# Angry Marines



## unxpekted22 (Apr 7, 2009)

in case you have not yet had the wonderful experience of discovering this chapter yet, here are some pics that was posted by another member in the fluff section. i had to share them but this is only like half of them.


----------



## Imperious (May 20, 2009)

Incredibly childish and immature, yet strangely awesome and wonderful...
:biggrin:


----------



## Tau22 (Apr 27, 2009)

Awesome and wonderful, indeed!
The links are in the topic, 'Question about Ferrus Manus'. But I shall spare you the clicking through pages and just give you two links:

Here is a link to their main article:
Link Removed

And this is one of their most famous characters, Commissar Fuklaw:
Link Removed

I am not posting those pics again...


----------



## Lupercal101 (Jan 26, 2009)

yeah, there pretty awesome. I am gonna convert my Imperial Fist into them, thats gonna look awesome. I am gonna put Commisar Fuklaw in as well, i am probly gonna modify Yarik to do him. ALWAYS ANRGY, ALL THE TIME!!!!!!!!!!!!!!!!!!!!!!!!!!!!!!!


----------



## Tau22 (Apr 27, 2009)

Good luck with that, mate!
Hope you find some Pretty Marines to crush under your powah feet!


----------



## air (May 11, 2009)

amazing can you dou the same with other armies orks, guard or tau even?


----------



## Qualtor (May 21, 2009)

I seriously lol'd at that , what a paint job :O!


----------



## NerdyOgre254 (Jul 16, 2008)

The best picture is one of an Angry Marine sticking an Angry Marine banner pole up a Berserker's Rectum, while shouting "WHERE IS YOUR GOD NOW?!?!?"


----------



## Galahad (Dec 21, 2006)

Just a word of warning, the Angry Marines come from the dank recesses of 4chan and as such are both funny and, potentially, very offensive. The articles and some of the images contain a lot of particularly bad language and potentially offensive slurs, and much of the content on the linked site isn't suitable for work or small children. 
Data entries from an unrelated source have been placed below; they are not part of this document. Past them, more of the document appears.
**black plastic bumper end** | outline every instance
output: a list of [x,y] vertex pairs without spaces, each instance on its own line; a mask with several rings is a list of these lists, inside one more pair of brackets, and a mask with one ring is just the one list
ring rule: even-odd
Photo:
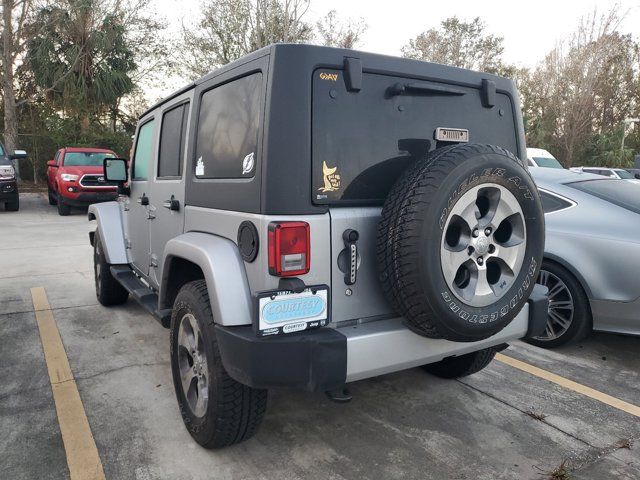
[[533,338],[542,335],[547,328],[547,316],[549,312],[549,289],[543,285],[533,287],[529,297],[529,329],[525,338]]
[[250,326],[215,326],[222,364],[253,388],[326,391],[344,386],[347,339],[333,328],[257,337]]

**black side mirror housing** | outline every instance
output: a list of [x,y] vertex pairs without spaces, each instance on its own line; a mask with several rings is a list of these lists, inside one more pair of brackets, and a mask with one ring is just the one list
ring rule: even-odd
[[637,178],[638,180],[640,180],[640,173],[636,173],[636,175],[635,175],[635,176],[636,176],[636,178]]
[[20,160],[21,158],[27,158],[27,152],[24,150],[14,150],[11,155],[9,155],[11,160]]

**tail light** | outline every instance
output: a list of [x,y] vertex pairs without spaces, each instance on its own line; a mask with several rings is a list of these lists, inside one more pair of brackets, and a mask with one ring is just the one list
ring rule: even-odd
[[292,277],[309,272],[311,234],[307,222],[269,224],[269,273]]

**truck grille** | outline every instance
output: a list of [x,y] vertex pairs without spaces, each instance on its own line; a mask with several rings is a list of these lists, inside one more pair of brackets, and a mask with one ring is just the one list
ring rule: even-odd
[[104,175],[83,175],[80,179],[80,186],[84,188],[108,188],[113,189],[117,186],[115,182],[107,182]]

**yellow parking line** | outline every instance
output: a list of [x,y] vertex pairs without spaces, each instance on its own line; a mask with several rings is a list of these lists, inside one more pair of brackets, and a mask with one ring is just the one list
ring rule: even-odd
[[560,375],[556,375],[555,373],[548,372],[547,370],[543,370],[542,368],[529,365],[528,363],[521,360],[507,357],[506,355],[503,355],[501,353],[496,354],[496,360],[502,363],[506,363],[513,368],[517,368],[518,370],[522,370],[523,372],[527,372],[531,375],[535,375],[536,377],[555,383],[556,385],[560,385],[561,387],[573,390],[574,392],[580,393],[586,397],[598,400],[599,402],[609,405],[610,407],[614,407],[618,410],[622,410],[623,412],[627,412],[631,415],[635,415],[636,417],[640,417],[640,407],[638,407],[637,405],[633,405],[631,403],[625,402],[624,400],[620,400],[619,398],[612,397],[611,395],[607,395],[606,393],[602,393],[591,387],[587,387],[578,382],[574,382],[573,380],[569,380],[568,378],[561,377]]
[[44,288],[32,288],[31,299],[71,480],[104,480],[98,449]]

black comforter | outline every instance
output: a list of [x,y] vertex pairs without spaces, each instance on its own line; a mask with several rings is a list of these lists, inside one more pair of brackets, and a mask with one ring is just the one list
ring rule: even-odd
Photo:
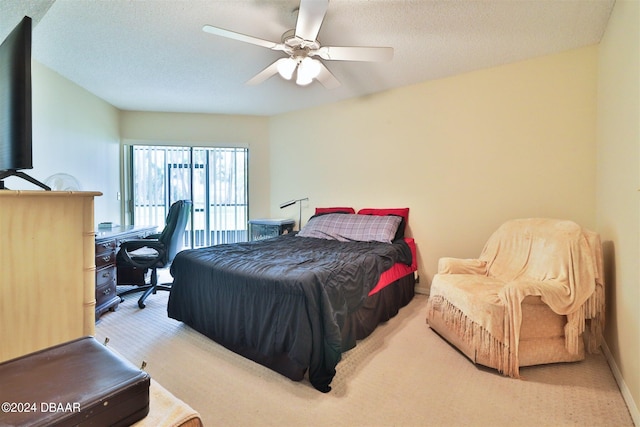
[[327,392],[341,328],[395,262],[404,241],[339,242],[280,236],[185,250],[173,261],[169,317],[294,380]]

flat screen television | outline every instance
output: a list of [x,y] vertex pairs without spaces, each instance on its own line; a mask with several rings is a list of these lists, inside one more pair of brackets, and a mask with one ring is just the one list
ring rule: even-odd
[[33,169],[31,18],[25,16],[0,45],[0,189],[16,176],[50,188],[22,172]]

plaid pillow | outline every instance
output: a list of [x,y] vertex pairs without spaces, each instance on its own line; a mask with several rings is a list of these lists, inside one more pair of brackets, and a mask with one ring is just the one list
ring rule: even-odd
[[312,217],[297,236],[341,242],[391,243],[401,221],[402,218],[395,215],[327,214]]

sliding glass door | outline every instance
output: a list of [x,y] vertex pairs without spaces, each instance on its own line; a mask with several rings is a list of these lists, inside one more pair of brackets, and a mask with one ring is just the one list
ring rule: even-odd
[[185,247],[247,240],[246,148],[131,147],[133,223],[161,230],[177,200],[193,202]]

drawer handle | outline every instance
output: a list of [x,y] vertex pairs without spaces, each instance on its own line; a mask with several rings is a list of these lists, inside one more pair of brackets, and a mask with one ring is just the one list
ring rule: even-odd
[[102,244],[102,247],[105,248],[105,249],[109,248],[110,246],[111,246],[111,244],[109,244],[109,243],[103,243]]
[[109,262],[111,260],[111,255],[103,256],[102,259],[104,260],[104,262]]
[[111,288],[107,288],[104,291],[102,291],[103,295],[109,295],[111,293]]
[[111,273],[109,273],[108,271],[105,271],[104,273],[102,273],[102,277],[109,277],[111,275]]

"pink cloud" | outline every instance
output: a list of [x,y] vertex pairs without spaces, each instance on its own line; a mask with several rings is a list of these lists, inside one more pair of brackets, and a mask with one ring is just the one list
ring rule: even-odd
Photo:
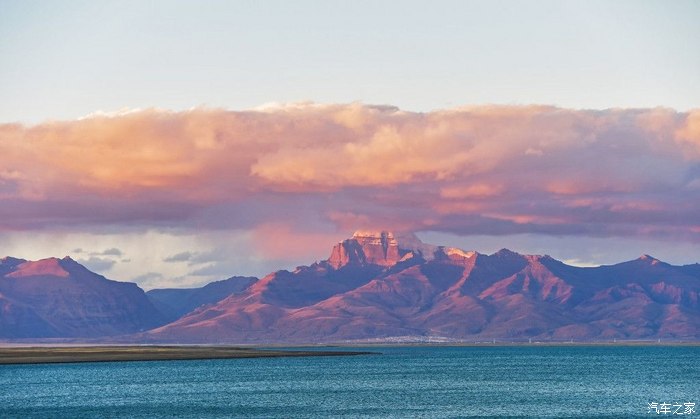
[[3,229],[242,228],[260,243],[273,227],[311,239],[384,227],[697,240],[698,183],[698,110],[301,104],[0,125]]
[[693,158],[700,156],[700,109],[685,116],[683,124],[675,131],[675,138],[690,148]]
[[281,222],[263,223],[253,231],[253,242],[266,258],[313,260],[324,254],[329,244],[346,238],[338,232],[314,232],[295,229]]
[[503,185],[474,183],[469,185],[444,186],[440,188],[442,198],[486,198],[500,195],[503,192]]

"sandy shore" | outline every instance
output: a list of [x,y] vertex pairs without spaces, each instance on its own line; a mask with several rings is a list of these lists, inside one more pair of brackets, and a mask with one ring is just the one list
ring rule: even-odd
[[72,346],[0,348],[0,364],[166,361],[369,355],[365,351],[267,350],[231,346]]

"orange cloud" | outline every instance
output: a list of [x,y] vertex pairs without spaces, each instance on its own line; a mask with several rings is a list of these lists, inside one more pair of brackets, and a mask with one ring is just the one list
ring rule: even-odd
[[144,110],[0,125],[0,228],[692,232],[699,164],[698,110]]
[[300,231],[282,222],[263,223],[252,231],[253,242],[264,258],[309,260],[328,251],[328,243],[345,237],[339,233]]
[[675,131],[680,143],[692,147],[693,157],[700,157],[700,109],[695,109],[685,117],[684,124]]

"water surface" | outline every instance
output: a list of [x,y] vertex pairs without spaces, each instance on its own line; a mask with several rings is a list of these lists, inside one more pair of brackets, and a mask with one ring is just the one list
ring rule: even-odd
[[5,365],[0,417],[649,417],[651,402],[700,404],[700,347],[362,349],[382,355]]

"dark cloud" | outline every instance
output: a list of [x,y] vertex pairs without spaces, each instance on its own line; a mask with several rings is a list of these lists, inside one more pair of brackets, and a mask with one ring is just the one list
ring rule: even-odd
[[124,253],[121,250],[117,249],[116,247],[112,247],[110,249],[107,249],[100,254],[103,256],[123,256],[124,255]]
[[[82,252],[82,249],[77,249],[77,250],[80,250],[80,252],[76,252],[76,253]],[[90,256],[116,256],[116,257],[119,257],[119,256],[123,256],[124,253],[121,250],[117,249],[116,247],[112,247],[110,249],[106,249],[106,250],[103,250],[101,252],[90,252],[89,255]]]
[[192,252],[181,252],[172,256],[168,256],[167,258],[163,259],[163,262],[187,262],[191,260],[195,255],[196,253]]

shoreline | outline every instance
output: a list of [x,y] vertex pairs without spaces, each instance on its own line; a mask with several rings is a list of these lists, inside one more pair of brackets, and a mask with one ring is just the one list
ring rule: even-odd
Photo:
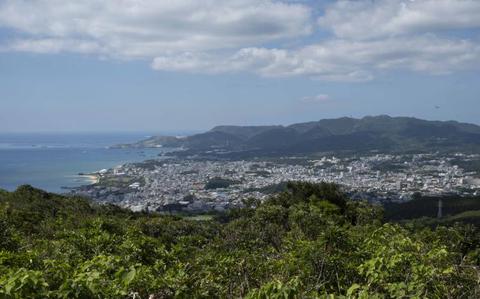
[[90,185],[98,184],[98,182],[100,181],[100,176],[94,173],[79,174],[78,176],[81,178],[85,178],[90,183]]

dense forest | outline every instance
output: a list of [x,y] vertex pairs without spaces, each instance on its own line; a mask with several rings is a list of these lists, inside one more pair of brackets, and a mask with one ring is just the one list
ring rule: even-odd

We do not encourage linking to 4chan or 4chan affiliated sites (such as ED or 1d4chan wikis), because the content is largely offensive and in generally poor taste. I was thinking about leaving the links up, but after re-reading the articles I decided to remove them. We don't want GW Legal coming at us with violations of their morals clause.

If you have a thick skin, feel free to search for the articles on your own. Googling 'Angry Marines' should get you to the article that was linked, but we don't want it linked with Heresy. I realize this makes us look like terrible killjoys, but it's that or risk GW shutting us down for devaluing their brand. Hope everyone understands.


----------